Sama-sama Non. Ati-ati.”
Arnez mengayuh sepedanya gontai. Ia mau bermain
dengan siapa hari Minggu ini. Coba ayah ada di sini, pasti sekarang diajak
jalan-jalan atau bersepeda bersama melihat pemandangan sawah atau keliling
kampung.
“Uh... Sebel. Kapan aku bisa bareng Ayah? Kenapa
mesti kerja jauh sih? Aku jadi jarang pergi bareng ayah” gerutu Arnez kesal.
Terik matahari mulai terasa. Arnez mempercepat laju
sepedanya. Sampai di lapangan, ia berhenti, ia memandang lapangan yang sepi. Ia
teringat saat berlatih sepeda. Ia sering jatuh, ayah membantunya berdiri dan belajar
lagi. Ia jadi kangen dengan ayah. Arnez beranjak pulang. Hatinya sedih ingin
bertemu dengan ayah. Harusnya di hari Minggu seperti ini bisa bersama ayah, ibu
jadi lengkap sebagai keluarga bahagia.
“Braakk...!”
Arnez menaruh sepedanya dengan kasar. Ibu yang
mendengarnya kaget.
“Arnez ... kok menaruh sepedanya begitu? Tidak
mengucap salam juga. Kok cemberut juga. Bersepedanya jadi kan?” pertanyaan ibu
memberondongnya.
Arnez duduk disebelah ibu. Wajahnya masih cemberut.
“Sayang, cerita sama ibu. Zola, Titi, dan Diar ada
kan?” ucap ibu lembut seraya memberikan air minum.
“Tidak jadi bersepeda bersama!. Zola pergi rekreasi.

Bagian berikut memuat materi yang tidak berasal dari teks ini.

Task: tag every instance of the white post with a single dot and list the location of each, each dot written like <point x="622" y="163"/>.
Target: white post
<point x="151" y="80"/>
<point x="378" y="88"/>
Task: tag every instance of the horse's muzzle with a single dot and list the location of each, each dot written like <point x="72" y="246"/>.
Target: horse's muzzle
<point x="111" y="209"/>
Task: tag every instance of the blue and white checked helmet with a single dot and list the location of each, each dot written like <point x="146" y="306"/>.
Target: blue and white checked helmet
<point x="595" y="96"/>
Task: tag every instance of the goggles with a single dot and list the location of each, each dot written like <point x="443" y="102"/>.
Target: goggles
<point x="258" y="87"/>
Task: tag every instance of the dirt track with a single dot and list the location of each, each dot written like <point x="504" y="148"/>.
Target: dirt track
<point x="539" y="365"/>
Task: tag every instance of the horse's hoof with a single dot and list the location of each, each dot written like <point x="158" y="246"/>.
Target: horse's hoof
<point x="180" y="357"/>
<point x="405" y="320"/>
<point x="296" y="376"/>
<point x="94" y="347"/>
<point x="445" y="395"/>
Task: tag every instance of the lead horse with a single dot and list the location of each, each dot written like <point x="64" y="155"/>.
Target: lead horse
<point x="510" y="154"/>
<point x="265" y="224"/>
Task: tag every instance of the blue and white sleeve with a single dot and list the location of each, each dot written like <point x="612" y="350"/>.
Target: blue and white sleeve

Titi dan Diar ikut keluarga ke Water Boom.”
sungut Arnez.
“O ... Begitu. Sayang, cemberutnya udah dong. Besok
lagi kan bisa main sepeda. Hari ini Arnez bersama ibu. Kita bisa main congkak,
baca buku, atau nonton film kartun bareng.” bujuk Ibu. Arnez hanya diam tidak
memedulikan tawaran ibu. “Arnez, masa gara-gara tidak jadi bersepeda, ibu dicuekin.
Ayolah sayang, tolong cemberutnya sudah ya.”
“Uhhhggg....”Arnez menghela nafas. Bersandar di
sofa. “Ibu! Kapan Ayah pulang? Kok lama tidak pulang-pulang?“ tanya Arnez.
Ibu tatap lekat-lekat wajah Arnez. “Arnez kangen Ayah?
Cemberutnya juga berhubungan dengan Ayah?”
Arnez mengangguk pelan. “Ibu! Arnez ingin seperti
teman-teman yang lain bisa bersama-sama ayah. Bisa weekend lengkap dengan keluarga. Kapan Arnez rasakan itu semua?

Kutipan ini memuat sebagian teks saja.